補正無しでも歪曲収差の影響はほとんどありません。優れた補正状態です。

コマ収差

コマ収差・非点収差とは?

コマ収差・非点収差とは主にフレーム四隅で点像が点像として写らないこと。例えば、夜景の人工灯や星、イルミネーションなど。日中でも木漏れ日など、明るい点光源で影響を受ける場合あり。この問題は後処理が出来ないため、光学的に補正する必要あり。

参考:ニコン 収差とは

絞ることで改善するものの、夜景や天体撮影など、シャッタースピードが重要となる状況では絞ることが出来ず、光学的な補正が重要となる場合もあります。

実写で確認

F1.2の絞り開放付近で点像が僅かに変形するのみ。
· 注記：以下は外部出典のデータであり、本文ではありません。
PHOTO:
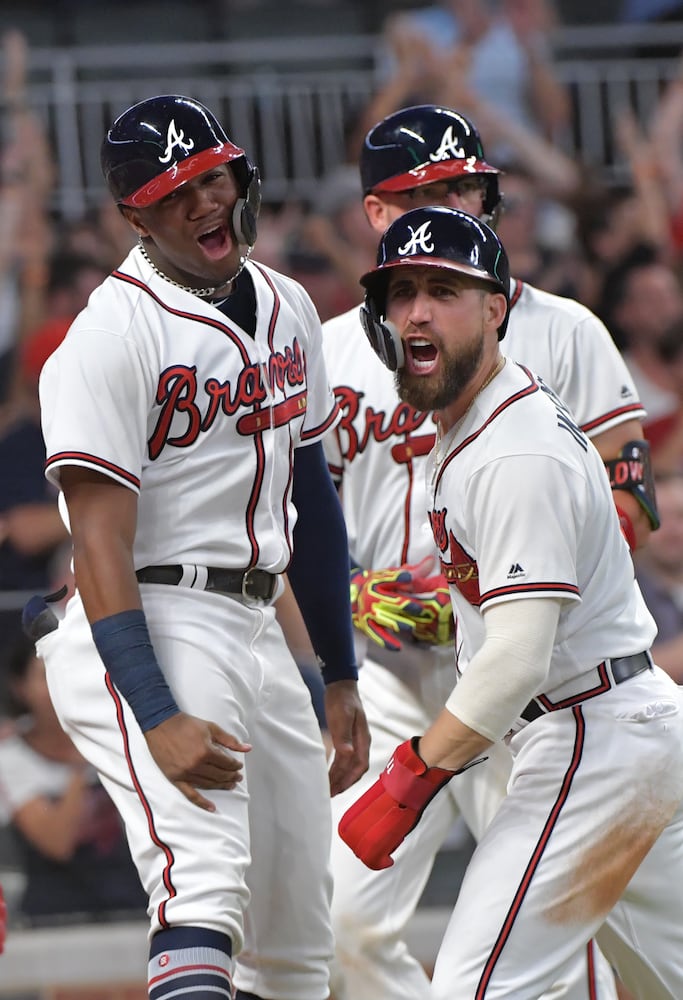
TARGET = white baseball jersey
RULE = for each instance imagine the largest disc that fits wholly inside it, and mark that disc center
(379, 452)
(522, 508)
(558, 338)
(142, 380)
(502, 538)
(160, 391)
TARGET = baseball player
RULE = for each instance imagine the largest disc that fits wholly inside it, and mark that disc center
(183, 417)
(556, 639)
(378, 453)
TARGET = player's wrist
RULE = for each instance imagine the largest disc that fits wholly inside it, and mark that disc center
(125, 648)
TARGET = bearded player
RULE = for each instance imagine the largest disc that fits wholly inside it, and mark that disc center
(421, 156)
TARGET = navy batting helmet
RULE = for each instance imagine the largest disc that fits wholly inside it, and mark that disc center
(159, 144)
(436, 236)
(423, 144)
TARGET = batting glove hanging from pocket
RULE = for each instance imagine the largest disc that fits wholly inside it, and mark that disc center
(375, 825)
(390, 604)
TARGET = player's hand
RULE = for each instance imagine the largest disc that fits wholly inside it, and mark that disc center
(192, 753)
(377, 823)
(348, 729)
(387, 605)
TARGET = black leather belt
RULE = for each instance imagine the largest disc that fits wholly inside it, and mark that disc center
(621, 669)
(255, 584)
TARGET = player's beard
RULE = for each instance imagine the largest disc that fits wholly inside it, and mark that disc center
(435, 392)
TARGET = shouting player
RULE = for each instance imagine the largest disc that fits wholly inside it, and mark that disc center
(183, 417)
(420, 156)
(556, 638)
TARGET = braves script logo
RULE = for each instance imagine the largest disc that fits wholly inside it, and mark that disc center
(458, 567)
(448, 148)
(178, 390)
(173, 139)
(420, 240)
(378, 425)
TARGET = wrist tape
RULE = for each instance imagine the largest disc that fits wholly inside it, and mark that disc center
(125, 648)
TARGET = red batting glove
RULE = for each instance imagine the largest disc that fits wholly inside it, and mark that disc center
(377, 823)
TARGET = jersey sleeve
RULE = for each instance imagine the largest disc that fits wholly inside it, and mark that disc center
(597, 386)
(95, 402)
(527, 547)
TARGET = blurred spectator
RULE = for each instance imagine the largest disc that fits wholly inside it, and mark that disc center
(666, 163)
(68, 835)
(71, 278)
(332, 245)
(501, 50)
(642, 298)
(538, 234)
(26, 182)
(668, 450)
(33, 539)
(659, 571)
(102, 235)
(32, 534)
(609, 229)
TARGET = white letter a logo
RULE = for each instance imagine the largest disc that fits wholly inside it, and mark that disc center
(419, 242)
(173, 139)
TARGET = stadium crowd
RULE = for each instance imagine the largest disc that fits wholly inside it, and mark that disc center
(615, 246)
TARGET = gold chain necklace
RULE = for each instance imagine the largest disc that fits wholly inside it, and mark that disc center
(202, 293)
(444, 441)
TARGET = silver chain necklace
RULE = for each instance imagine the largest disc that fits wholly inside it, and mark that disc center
(202, 293)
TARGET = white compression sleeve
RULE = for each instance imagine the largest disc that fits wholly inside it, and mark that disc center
(509, 668)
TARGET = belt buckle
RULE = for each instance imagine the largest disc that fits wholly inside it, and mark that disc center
(248, 580)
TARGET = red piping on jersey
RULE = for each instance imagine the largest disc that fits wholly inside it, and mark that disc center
(531, 388)
(325, 425)
(165, 849)
(259, 475)
(604, 685)
(529, 588)
(621, 411)
(273, 416)
(76, 457)
(276, 304)
(194, 317)
(612, 415)
(536, 856)
(420, 444)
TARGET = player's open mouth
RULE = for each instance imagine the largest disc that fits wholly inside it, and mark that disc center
(215, 242)
(421, 356)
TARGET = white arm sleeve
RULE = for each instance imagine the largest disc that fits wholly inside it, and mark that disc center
(509, 668)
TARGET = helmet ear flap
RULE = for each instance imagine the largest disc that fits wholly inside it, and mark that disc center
(383, 335)
(245, 212)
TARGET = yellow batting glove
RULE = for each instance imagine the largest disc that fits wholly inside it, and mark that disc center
(389, 605)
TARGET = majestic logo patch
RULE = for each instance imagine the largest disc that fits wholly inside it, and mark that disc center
(420, 241)
(448, 148)
(515, 571)
(175, 138)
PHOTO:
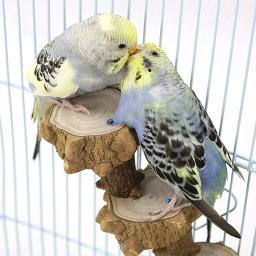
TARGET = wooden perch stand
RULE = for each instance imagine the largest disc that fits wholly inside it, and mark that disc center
(86, 142)
(170, 236)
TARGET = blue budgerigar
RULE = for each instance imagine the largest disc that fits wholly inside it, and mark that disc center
(175, 132)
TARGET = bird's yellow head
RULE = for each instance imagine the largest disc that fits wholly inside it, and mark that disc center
(144, 66)
(115, 40)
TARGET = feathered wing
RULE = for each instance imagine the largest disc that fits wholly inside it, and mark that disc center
(214, 137)
(176, 151)
(51, 74)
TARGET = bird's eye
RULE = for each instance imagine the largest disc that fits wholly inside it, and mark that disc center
(121, 46)
(155, 53)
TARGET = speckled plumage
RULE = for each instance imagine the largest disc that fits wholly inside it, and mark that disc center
(87, 57)
(177, 136)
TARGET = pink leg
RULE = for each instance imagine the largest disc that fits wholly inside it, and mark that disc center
(67, 104)
(114, 86)
(170, 207)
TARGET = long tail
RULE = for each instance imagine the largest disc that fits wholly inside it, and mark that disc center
(209, 231)
(37, 145)
(213, 216)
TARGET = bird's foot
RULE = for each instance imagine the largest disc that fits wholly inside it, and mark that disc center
(170, 207)
(111, 122)
(68, 104)
(114, 86)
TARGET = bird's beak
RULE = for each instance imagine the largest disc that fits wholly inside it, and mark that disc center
(134, 49)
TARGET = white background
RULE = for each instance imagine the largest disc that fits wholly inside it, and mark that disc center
(46, 181)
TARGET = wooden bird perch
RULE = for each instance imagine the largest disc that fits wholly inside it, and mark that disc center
(86, 142)
(170, 236)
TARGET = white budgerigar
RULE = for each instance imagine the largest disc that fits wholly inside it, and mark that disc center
(86, 57)
(176, 134)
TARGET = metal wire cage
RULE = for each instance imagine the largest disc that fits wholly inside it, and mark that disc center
(212, 43)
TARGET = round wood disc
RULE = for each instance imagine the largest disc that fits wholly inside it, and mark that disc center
(215, 250)
(154, 193)
(101, 105)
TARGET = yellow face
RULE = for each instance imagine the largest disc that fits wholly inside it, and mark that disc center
(145, 65)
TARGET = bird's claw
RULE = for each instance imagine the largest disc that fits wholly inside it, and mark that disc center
(111, 122)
良好な補正状態です。

球面収差

前後ボケ質の差がほとんどない良好な補正状態です。

まとめ

F1.2の大口径レンズながら、球面収差や色収差がとても良好に補正されています。絞り開放からコントラストが高く、解像性能は高め。色収差によるボケの色付きに悩まされることは滅多にないでしょう。その他の収差も全体的に良好な補正状態であり、これと言って欠点と指摘する部分はありません。

APS-C用としては高価なレンズですが、それだけの価値があるレンズ。